I just finished "Romancing the Dead" by Tate Hallaway. This book is Pagan with a capital P, and proud of it. In swift, witty language, Hallaway tells the comical story from the first-person perspective of Garnet, a modern-day, ecologically conscious witch living in Wisconsin who is trying to purchase the book store she works in, begin a new coven and just happens to have the Goddess Lilith living inside of her. Oh, and she's engaged to Sebastian, a vampire, who gets kidnapped, and she is also stalked by a coyote-man-God.
Ever read a book or watch a movie where you are not really sure of what's going on because you're having such a great time, as is the author? Well, this is one of those books, and I enjoyed it.
Bits of wisdom creep in on page 88. A man states that he thought Goddesses were aloof. This upsets Garnet who states "Why makes you think any Goddess is like that? The earliest Goddess sculptures are of pregnant women and are small enough to be carried close, held in your hand-very personal. The Goddess watched over times when women were most vulnerable, most connected to their humanity-when they started to bleed, when they gave birth-very visceral, messy moments...'Aloof' just sounded like what people expect the Christian God to be."
On page 187 Garnet is brought to a humbling place: "I'd lost my house, my lover, and someone very powerfully magical was gunning for me. Instead of trying to suppress my fears, I let them grow. I allowed myself an unadulterated moment of sheer panic. My muscles began to tremble, but I pushed myself even deeper. I imagined the worst...Then I opened my astral body and my mouth and screamed, "Help!"
Finally, on page 265, Garnet knows who the guilty party is, and in a heroic manner she states "I'd had enough. This person had gone after my place, Sebastian's home, and now my store. It was time to take the fight to her."
Why do I like these three parts? Well, the notion of the Goddess has always fascinated me, and the realization that the Goddess being present when life is messy and vulnerable is powerful. And how sad that the God I worship, the God I believe in, is seen as aloof or distant. But isn't that how some people have presented God?

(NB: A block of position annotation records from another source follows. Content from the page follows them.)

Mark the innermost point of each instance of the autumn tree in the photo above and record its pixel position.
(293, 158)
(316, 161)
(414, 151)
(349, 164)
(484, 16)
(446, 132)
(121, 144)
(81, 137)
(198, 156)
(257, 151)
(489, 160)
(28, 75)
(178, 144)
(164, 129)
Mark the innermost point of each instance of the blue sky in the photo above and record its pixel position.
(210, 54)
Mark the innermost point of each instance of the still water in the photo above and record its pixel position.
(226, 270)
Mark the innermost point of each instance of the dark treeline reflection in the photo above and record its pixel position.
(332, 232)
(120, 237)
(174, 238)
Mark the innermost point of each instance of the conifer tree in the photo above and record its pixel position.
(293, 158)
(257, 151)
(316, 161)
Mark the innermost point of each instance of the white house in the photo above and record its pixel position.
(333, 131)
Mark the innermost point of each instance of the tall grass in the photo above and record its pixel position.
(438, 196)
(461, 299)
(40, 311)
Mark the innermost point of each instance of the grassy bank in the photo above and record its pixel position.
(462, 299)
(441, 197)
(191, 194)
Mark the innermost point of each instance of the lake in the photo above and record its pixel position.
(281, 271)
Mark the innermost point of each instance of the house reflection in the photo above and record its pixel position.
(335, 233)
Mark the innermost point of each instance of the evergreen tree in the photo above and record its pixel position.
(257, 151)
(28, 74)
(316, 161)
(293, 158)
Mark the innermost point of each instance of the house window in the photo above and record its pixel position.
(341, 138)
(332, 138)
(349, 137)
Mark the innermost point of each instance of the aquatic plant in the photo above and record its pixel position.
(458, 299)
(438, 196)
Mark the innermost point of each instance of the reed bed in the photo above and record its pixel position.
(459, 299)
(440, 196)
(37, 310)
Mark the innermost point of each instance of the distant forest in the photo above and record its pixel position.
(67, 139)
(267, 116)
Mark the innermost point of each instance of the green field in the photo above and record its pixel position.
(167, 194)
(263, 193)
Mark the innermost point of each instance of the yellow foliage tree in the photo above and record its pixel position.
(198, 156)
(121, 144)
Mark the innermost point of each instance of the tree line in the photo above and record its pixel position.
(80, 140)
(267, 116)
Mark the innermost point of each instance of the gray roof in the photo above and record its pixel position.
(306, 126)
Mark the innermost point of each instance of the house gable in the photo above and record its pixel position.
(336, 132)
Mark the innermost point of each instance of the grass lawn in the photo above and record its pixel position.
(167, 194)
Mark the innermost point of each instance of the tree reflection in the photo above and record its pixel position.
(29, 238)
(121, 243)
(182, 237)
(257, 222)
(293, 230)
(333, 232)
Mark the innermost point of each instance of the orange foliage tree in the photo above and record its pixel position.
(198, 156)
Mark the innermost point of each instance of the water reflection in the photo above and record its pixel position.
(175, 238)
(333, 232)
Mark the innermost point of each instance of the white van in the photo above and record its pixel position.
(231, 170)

In the second example, I believe strongly in the need for us to allow ourselves to connect with the parts of us that are scared and panicky, and allowing ourselves the chance to be weak so we can call out to God for our strength.
Finally, and this also goes along with my comments on "Halloween H20", I thrill when the supposed victim takes it upon her or himself to seek out the one trying to do harm and reclaim control for themselves.
All in all, a good, convoluted read. I'd be interested in reading her other books in the Garnet series, but for now it is time to read "Twilight" and find what everyone has been raving about.